Step 3: Does any exemption apply? This is where many objections fail. Claims such as "the property was being renovated," "it wasn't ready to lease," or "it was occasionally used" are tested against a high evidentiary threshold.

4. Why Renovation Arguments Often Fail

A recurring theme in VRLT disputes is the misunderstanding of "uninhabitable." The SRO (and likely VCAT) draws a distinction between:

  • Uninhabitable → may support exemption
  • Unrenovated / outdated / not rentable → usually does not

Works such as painting, replacing carpets, installing air-conditioning, or upgrading bathrooms are often characterised as value-adding or cosmetic, even where owners see them as essential. This creates a disconnect between commercial reality (cannot lease) and legal test (capable of residential occupation).

5. The Evidentiary Hierarchy

In practice, not all evidence is equal:

WeightEvidence Type
HighUtility consumption data; Government records (ATO, VicRoads); RTBA tenancy records
ModerateAgent correspondence; Owners corporation disputes
LowerInvoices; General statements of renovation; Owner explanations
The practical takeaway is blunt: objective data will usually outweigh subjective explanations.
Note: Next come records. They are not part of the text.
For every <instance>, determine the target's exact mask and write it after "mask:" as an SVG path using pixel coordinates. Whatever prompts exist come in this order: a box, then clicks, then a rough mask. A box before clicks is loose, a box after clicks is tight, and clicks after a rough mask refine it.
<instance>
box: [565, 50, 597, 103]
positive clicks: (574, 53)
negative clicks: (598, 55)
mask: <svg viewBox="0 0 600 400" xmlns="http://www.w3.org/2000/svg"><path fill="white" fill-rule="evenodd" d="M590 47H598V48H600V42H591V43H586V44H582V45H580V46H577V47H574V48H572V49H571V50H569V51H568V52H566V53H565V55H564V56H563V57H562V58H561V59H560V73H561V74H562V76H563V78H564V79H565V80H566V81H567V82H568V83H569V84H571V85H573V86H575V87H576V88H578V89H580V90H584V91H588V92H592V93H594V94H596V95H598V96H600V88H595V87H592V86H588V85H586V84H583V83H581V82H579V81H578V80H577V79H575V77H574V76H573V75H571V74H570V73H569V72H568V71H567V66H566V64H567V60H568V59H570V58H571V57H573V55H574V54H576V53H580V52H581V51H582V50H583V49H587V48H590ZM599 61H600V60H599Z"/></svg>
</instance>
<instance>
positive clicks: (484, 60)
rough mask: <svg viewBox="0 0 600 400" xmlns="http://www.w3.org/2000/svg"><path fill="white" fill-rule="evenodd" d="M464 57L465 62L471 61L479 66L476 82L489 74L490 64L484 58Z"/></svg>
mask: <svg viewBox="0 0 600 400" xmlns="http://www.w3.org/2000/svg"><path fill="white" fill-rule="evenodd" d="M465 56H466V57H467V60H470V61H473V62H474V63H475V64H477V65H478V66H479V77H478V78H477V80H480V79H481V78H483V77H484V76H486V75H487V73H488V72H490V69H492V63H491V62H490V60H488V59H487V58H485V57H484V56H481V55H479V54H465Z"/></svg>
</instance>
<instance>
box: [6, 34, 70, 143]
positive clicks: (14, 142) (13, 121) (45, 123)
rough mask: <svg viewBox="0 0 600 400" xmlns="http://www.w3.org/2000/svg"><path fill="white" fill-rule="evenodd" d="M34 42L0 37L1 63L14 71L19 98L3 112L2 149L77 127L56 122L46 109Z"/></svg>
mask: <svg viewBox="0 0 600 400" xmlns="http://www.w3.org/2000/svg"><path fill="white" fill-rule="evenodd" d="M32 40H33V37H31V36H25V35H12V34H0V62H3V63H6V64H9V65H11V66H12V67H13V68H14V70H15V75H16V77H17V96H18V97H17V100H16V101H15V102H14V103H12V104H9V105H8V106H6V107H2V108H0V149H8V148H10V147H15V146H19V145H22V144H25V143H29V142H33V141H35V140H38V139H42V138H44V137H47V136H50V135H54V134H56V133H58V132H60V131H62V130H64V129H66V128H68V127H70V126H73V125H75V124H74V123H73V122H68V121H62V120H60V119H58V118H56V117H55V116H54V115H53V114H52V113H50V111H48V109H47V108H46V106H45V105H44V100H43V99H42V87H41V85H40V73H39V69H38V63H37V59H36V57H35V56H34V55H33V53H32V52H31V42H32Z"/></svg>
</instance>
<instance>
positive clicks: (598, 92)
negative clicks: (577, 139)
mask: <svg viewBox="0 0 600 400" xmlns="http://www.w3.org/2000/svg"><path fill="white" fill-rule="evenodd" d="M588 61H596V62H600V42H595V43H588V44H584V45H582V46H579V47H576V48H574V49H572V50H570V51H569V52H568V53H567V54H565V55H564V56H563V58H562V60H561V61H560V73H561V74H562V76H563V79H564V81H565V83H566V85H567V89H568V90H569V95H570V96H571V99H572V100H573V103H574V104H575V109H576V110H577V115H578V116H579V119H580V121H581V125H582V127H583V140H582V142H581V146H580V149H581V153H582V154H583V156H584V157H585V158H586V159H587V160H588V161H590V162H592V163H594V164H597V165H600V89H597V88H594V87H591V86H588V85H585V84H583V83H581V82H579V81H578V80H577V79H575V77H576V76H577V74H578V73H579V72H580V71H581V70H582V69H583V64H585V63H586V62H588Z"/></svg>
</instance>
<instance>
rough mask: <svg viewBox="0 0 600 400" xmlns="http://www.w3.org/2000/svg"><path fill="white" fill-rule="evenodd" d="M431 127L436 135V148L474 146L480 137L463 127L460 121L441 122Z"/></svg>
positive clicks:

6. The Compounding Risk: Escalating VRLT Rates

As noted previously, VRLT is no longer a flat impost. It now escalates: Year 1 at 1%, Year 2 at 2%, Year 3+ at 3%. This means that once a property is flagged in the system, ongoing vacancy becomes increasingly expensive. More importantly, the SRO's data model allows it to track vacancy longitudinally, not just year-by-year.

7. Practical Implications for Advisers

The modern VRLT landscape requires a shift in approach:

  1. Think like the SRO. Ask: What do the utilities show? What address is on ATO and VicRoads records? Is there a bond?
  2. Evidence must be contemporaneous. Retrospective explanations are weak unless supported by dated photos, third-party statements, and objective records.
  3. "Not rentable" is not enough. The focus must be on functional incapacity for residential occupation, not market readiness.
  4. Notification is critical. Even where an exemption may apply, failure to notify can trigger penalty tax.

Conclusion

VRLT is often described as a tax on vacant homes. In reality, it is increasingly a data-driven compliance system that tests occupancy through independent records. The legislation still matters. But in practice, outcomes are frequently determined by how the SRO's evidence model aligns — or conflicts — with the taxpayer's narrative.

VRLT disputes are won or lost on evidence, not intention.

Legal Disclaimer: This page provides general information about Vacant Residential Land Tax under Victorian law. It does not constitute legal advice and should not be relied upon as such. VRLT is a complex area of law and individual circumstances vary significantly. You should obtain specific legal advice from a qualified Victorian legal practitioner before making any decisions. Hayton Kosky Lawyers accepts no liability for any loss arising from reliance on this material.